P3) The circles touch at a point (hence tangentially).
P4) The leftmost point of the bottom circle is 4 cm from the bottom-most point of the right semicircle.
In that case, you might set the problem up this way:
0) All distances in centimeters.
1) Bottom left point is the origin.
2) Bottom semicricle has radius r.
3) Right semicircle has radius 2 and center (4, 2).
Then by #2, bottom semicircle has center at (r, 0).
Here's the key observation: since they touch tangentially, the distance between two centers is the sum of their radii.

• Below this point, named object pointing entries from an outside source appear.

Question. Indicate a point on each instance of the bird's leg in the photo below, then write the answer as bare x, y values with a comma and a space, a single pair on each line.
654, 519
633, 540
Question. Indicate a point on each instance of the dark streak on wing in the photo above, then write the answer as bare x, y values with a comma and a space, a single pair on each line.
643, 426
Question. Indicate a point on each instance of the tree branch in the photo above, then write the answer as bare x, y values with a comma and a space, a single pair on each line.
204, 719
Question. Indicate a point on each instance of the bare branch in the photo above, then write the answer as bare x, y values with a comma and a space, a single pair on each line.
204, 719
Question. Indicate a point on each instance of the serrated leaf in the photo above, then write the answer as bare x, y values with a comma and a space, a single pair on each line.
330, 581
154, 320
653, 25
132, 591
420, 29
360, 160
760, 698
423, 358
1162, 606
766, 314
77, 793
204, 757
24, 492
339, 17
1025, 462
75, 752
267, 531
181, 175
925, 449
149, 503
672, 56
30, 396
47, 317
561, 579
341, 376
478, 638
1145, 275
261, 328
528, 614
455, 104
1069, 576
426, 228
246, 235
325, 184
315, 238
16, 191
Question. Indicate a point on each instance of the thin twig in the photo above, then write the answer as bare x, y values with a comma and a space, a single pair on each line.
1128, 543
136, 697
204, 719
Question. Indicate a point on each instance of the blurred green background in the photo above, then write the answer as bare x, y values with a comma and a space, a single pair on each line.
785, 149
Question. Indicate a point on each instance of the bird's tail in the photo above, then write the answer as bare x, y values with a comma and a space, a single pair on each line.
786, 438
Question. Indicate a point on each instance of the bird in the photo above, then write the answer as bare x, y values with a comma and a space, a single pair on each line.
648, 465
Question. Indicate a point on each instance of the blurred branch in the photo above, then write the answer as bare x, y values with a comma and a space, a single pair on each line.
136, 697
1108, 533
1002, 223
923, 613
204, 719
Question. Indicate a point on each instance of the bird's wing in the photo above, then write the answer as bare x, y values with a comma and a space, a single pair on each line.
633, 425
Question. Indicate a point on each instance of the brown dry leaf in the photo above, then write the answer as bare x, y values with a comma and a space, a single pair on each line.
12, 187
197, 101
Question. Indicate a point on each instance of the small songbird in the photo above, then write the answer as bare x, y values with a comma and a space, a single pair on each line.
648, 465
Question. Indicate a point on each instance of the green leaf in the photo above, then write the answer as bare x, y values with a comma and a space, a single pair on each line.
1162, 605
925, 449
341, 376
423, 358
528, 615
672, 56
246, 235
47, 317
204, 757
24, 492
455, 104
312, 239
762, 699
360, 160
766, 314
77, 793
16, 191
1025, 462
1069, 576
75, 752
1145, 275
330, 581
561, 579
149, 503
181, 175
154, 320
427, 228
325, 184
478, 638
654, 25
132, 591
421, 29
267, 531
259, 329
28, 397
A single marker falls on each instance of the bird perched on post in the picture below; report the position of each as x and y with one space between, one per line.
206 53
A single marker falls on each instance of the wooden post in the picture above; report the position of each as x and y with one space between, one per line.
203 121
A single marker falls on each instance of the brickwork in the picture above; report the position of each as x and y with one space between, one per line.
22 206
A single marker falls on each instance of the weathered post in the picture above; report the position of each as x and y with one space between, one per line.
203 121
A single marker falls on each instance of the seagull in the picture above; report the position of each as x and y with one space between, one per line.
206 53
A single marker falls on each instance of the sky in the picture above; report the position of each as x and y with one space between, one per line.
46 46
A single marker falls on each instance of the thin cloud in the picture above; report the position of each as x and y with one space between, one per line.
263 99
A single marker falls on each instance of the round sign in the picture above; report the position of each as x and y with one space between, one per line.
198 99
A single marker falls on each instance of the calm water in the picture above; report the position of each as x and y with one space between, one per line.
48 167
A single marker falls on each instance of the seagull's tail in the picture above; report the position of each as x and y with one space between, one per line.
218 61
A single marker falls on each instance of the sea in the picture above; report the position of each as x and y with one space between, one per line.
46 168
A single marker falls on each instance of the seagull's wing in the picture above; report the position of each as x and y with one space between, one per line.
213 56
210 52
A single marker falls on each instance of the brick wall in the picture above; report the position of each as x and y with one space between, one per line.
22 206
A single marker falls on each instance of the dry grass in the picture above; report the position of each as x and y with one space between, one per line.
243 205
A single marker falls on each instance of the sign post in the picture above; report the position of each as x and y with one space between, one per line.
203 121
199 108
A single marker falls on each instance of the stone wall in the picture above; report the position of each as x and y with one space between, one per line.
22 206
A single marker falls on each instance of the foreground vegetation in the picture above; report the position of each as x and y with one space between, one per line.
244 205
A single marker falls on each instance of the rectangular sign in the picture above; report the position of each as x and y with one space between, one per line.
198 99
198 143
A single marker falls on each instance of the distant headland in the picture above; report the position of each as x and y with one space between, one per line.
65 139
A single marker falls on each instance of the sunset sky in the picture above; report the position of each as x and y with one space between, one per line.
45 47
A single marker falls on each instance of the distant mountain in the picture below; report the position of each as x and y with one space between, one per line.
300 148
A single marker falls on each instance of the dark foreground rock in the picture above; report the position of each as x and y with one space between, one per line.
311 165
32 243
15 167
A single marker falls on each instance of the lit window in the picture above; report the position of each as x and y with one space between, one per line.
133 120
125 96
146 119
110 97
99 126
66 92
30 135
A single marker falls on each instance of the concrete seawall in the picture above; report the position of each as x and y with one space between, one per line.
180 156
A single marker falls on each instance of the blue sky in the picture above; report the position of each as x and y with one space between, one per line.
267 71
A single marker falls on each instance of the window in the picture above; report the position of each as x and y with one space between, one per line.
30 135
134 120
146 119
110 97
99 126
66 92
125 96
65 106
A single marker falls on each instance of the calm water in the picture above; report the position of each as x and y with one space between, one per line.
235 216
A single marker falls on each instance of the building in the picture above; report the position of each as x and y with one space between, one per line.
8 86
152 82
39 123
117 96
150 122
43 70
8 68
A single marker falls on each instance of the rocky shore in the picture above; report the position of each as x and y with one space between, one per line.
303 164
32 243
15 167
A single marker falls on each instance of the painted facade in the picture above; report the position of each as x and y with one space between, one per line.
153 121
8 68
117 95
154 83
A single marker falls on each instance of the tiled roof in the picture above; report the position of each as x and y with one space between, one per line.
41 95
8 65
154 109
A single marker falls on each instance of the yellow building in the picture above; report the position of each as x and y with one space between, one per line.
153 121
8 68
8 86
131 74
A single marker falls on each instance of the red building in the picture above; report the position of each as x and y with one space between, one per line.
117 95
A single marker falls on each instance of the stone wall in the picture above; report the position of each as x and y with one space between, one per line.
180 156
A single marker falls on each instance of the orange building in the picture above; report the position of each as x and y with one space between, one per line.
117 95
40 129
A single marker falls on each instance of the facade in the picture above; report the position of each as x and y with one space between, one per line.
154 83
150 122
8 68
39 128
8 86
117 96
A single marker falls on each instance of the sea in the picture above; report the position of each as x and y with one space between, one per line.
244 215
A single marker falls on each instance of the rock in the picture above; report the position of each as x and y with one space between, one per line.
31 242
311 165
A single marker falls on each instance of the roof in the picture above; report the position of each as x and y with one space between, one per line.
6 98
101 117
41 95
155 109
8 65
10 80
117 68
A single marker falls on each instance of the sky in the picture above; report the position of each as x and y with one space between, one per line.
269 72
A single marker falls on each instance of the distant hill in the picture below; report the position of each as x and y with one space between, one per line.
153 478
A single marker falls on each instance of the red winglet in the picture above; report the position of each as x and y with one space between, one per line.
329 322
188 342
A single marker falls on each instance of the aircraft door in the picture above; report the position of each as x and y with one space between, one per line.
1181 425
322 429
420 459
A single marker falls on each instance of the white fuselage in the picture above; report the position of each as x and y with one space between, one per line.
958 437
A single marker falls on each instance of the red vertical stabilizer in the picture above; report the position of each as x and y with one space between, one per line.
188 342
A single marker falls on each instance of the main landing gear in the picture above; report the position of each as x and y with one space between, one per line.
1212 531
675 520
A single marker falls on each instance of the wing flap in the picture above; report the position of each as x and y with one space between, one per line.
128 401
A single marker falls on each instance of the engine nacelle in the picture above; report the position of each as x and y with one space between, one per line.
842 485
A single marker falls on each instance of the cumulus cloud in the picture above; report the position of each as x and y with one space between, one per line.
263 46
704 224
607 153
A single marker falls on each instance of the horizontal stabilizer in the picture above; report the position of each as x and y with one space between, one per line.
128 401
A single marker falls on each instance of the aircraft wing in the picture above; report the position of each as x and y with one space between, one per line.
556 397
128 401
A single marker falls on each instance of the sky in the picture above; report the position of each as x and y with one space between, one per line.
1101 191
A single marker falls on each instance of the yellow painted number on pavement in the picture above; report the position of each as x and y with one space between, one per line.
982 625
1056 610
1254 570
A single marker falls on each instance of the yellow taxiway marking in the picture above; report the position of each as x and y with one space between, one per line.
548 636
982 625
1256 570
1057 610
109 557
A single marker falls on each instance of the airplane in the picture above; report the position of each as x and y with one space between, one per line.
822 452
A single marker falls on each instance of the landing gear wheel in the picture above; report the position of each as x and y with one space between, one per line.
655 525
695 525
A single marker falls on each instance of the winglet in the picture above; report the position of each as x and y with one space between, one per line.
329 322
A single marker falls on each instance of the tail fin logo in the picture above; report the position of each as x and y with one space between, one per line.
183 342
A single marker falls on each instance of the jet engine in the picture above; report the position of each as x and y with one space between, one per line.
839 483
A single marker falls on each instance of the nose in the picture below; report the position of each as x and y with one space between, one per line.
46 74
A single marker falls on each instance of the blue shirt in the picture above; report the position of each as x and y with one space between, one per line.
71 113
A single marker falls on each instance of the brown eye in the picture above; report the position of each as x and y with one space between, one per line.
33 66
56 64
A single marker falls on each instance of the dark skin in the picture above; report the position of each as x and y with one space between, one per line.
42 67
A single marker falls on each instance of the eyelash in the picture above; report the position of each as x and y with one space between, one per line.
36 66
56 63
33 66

That becomes Distance( (r,0), (4,2) ) = 2 + r.
Thus:
$\displaystyle \sqrt{ (4-r)^2 + (2-0)^2} = 2+r$
$\displaystyle \sqrt{ (4-r)^2 + 4} = 2+r$
$\displaystyle (4-r)^2 + 4 = (2+r)^2$
$\displaystyle (16 - 2(4)(r) + r^2) + 4 = 4 + 2(2)(r) + r^2$
$\displaystyle r^2 - 8r + 20 = r^2 +4r + 4$
$\displaystyle - 8r + 20 = 4r + 4$
$\displaystyle - 8r -4r = 4 - 20$
$\displaystyle -12r = -16$
$\displaystyle r = \frac{-16}{-12}$
$\displaystyle r = \frac{4}{3}$.
The answer is that the bottom semicircle has a radius of $\displaystyle \frac{4}{3}$ cm.